Decoded content of the ASN.1 DER format
The decoded content given by the ASN.1 DER decoder is
SEQUENCE (4 elem) INTEGER 1 OCTET STRING (32 byte) F904E9B00581F09BDA64E721CC89A13BB62839DDD5A01933E4BFC02C0BC18C22  (1 elem) OBJECT IDENTIFIER 1.2.840.10045.3.1.7 prime256v1 (ANSI X9.62 named elliptic curve)  (1 elem) BIT STRING (520 bit) 0000010001101101010101000011011001000101111101011001101011010110010011...
The header is encoded using sequence/integer and the curve is encoded using a context-specific tag (A[x]).

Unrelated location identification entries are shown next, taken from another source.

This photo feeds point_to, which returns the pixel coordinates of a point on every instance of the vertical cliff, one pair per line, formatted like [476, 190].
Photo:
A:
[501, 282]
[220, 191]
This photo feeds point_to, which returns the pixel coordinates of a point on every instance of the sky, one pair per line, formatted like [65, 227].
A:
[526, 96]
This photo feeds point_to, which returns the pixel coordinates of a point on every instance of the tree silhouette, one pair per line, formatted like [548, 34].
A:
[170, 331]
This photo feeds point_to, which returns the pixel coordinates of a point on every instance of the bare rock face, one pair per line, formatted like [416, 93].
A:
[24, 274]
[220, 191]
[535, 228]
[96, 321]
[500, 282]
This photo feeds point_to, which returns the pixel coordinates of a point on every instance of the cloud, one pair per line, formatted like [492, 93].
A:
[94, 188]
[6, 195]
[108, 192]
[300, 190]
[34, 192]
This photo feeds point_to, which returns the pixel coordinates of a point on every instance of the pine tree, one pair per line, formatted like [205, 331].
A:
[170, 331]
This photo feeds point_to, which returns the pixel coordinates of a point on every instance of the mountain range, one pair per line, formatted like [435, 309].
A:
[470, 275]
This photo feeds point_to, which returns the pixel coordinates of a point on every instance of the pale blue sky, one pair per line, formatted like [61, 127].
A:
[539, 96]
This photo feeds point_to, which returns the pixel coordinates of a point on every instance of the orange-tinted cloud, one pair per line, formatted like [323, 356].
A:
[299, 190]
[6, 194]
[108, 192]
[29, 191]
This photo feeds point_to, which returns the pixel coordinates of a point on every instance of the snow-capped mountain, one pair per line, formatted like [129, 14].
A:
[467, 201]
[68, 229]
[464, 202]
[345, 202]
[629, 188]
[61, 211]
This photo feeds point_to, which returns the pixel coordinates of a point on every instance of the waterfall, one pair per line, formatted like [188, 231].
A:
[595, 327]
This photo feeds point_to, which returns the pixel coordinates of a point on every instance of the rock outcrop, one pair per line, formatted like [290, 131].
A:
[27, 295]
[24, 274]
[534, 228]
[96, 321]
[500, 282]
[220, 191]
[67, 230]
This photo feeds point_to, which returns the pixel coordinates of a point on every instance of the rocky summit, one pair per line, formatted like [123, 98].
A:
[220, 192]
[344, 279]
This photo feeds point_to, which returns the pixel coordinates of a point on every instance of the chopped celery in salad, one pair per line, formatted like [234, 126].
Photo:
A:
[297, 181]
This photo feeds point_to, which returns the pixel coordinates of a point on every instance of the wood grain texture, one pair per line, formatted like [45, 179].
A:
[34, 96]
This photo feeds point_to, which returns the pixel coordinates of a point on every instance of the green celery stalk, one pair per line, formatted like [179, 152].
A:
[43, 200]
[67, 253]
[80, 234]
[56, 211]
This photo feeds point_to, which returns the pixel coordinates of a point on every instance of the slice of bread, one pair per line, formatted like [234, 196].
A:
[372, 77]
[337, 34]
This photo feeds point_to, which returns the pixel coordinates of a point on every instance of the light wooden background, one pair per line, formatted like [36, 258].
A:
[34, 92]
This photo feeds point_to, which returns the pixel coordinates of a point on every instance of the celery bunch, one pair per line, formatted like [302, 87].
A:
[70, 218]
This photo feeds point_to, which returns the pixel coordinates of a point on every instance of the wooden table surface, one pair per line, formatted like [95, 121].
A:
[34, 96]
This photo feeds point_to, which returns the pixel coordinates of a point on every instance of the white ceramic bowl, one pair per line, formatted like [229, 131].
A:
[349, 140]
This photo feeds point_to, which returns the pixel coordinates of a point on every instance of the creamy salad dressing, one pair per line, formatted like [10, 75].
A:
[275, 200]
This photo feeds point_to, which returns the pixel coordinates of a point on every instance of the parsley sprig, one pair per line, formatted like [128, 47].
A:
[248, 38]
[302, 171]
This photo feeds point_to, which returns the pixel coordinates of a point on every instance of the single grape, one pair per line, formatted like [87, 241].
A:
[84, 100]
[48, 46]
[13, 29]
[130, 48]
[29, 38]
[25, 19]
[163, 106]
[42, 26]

The private key is encoded as
04 20 F9 04 E9 B0 05 81 F0 9B DA 64 E7 21 CC 89 A1 3B B6 28 39 DD D5 A0 19 33 E4 BF C0 2C 0B C1 8C 22
whose bytes mean:
- 04 represents the type OCTET STRING
- 20 represents the length: the following 0x20 (or 32) bytes are contained in this octet string
- the rest is the private key itself
The public key is encoded, within a context-specific tag (A1 44), as
03 42 00 04 6D 54 36 45 F5 9A D6 4E 94 F1 12 2B 9C A2 B3 69 BF 0B F8 58 B0 C9 7A 75 06 DE 02 90 7A D3 E2 FD 3D 65 D4 4D B6 45 9B 92 3F 59 87 B1 2B AC E2 2B 5E 18 49 3B F3 A0 31 6A 15 E3 7B 87 75 D4 8E C1
whose bytes mean:
- 03 represents the type BIT STRING
- 42 represents the length (short form because bit 8 is zero): the following 0x42 bytes are contained in this bit string
- 00 represents the number of unused bits at the end of the bit string; as all bits are used, there are no unused bit
- 04 means uncompressed key
- the rest is the public key itself
ASN.1 DER and PEM are easily convertible from one to the other. The PEM format is easier to display on the screen or to include in an e-mail while the ASN.1 DER format is closer to the byte representation and may be easier to handle in a lightweight software used on a microcontroller.